2. Das Klima ist nicht attraktiv genug für aufsehenerregende Storys. Manuel Grebenjak wirft seinen Kolleg*innen vor, zu wenig nach berichtenswerten Geschichten zu suchen. Chefredakteur*innen müssten „richtiggehend überredet werden“, etwas zum Klima zu bringen, obwohl es in größeren Medienhäusern zunehmend eine eigene Person für das Thema gebe. Laut Grebenjak nimmt die Priorität des Themas ab, je größer ein Medienhaus ist. (Eine plausible Aussage, die ich noch nicht geprüft habe.)

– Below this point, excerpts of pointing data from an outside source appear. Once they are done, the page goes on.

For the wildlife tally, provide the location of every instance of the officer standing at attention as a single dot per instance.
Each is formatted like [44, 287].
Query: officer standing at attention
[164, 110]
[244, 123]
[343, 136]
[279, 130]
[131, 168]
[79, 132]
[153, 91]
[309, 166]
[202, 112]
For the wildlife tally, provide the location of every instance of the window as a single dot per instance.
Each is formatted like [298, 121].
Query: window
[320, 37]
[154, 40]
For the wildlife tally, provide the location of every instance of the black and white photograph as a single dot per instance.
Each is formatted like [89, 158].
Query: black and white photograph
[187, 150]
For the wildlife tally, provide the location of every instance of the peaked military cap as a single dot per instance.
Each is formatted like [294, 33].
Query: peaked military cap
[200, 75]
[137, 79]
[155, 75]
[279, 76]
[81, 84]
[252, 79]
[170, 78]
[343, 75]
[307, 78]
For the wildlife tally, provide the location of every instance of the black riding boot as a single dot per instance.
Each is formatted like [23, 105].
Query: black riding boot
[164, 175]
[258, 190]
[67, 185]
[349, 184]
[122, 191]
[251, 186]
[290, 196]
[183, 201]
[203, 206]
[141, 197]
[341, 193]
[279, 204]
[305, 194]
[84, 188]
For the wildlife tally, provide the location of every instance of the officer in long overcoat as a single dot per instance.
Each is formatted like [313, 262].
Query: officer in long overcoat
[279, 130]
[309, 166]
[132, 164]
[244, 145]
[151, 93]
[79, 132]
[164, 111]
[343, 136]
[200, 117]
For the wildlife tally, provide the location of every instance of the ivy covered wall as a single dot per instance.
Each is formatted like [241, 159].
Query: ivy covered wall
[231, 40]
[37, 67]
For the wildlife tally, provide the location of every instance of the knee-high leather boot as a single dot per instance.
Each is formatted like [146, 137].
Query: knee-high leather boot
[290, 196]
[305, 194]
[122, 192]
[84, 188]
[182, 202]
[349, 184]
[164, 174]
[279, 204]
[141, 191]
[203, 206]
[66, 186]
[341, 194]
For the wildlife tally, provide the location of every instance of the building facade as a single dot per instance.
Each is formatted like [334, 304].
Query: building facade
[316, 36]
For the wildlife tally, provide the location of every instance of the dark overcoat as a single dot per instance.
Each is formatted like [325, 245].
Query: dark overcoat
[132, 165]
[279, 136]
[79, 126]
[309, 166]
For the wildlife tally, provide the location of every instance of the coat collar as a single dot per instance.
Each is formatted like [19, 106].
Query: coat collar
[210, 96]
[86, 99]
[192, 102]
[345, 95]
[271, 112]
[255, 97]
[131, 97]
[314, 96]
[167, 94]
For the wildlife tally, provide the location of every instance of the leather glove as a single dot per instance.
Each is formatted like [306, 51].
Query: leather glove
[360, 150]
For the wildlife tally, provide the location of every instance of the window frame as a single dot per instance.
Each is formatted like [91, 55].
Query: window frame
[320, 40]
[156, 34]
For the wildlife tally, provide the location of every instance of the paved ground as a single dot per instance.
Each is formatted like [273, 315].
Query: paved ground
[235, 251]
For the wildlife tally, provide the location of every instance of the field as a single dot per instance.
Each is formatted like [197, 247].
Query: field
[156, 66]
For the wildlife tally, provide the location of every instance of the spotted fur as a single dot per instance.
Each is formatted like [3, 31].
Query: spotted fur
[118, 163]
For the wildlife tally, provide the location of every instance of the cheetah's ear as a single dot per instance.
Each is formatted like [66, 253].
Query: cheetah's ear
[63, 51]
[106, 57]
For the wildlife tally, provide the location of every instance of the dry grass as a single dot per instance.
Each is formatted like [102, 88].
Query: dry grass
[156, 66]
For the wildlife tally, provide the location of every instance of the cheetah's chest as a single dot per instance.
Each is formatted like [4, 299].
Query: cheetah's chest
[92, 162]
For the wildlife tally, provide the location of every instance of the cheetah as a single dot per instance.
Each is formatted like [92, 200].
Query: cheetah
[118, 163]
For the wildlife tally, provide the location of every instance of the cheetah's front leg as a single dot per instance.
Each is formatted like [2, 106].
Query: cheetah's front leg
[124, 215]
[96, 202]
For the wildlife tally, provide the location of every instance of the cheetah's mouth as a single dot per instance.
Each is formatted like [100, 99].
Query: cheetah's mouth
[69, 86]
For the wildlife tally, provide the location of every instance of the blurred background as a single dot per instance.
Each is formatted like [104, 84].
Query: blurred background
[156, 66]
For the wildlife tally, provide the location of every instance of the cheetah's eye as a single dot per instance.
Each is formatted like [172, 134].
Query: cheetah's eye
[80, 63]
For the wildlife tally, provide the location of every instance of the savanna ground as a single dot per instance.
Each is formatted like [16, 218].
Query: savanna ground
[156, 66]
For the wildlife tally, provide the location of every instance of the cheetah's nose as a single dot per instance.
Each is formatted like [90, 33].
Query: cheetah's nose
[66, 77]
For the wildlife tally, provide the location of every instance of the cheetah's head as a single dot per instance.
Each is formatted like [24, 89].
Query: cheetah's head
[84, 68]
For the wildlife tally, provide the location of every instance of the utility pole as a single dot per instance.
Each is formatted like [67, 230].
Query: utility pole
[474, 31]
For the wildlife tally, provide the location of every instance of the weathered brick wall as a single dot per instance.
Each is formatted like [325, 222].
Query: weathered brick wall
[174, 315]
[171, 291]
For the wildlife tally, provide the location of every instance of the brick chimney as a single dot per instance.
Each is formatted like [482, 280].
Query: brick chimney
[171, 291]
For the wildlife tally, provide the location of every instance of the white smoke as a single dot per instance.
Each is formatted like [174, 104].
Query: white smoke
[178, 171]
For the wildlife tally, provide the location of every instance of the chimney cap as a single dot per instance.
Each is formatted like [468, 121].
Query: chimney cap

3. Mangelndes Fachwissen im breiten Journalismus. In den ‚einflussreichen‘ Ressorts und Redaktionen fehlt es Kritiker*innen zufolge an Fachwissen – etwa in Politik- und Wirtschaftsredaktionen. Ein*e Fachredakteur*in für die ganze Redaktion, oft noch dem Rand-Ressort Wissenschaft zugeteilt, reiche nicht. „Teils gibt es niemanden, der oder die sich wirklich tiefgreifend mit dem Thema auskennt. Dabei betrifft die Klimakrise, die unsere Lebensgrundlagen bedroht, jeden gesellschaftlichen und damit auch journalistischen Bereich.“ (Sara Schurmann)

Die Berichterstattung erreicht nicht alle.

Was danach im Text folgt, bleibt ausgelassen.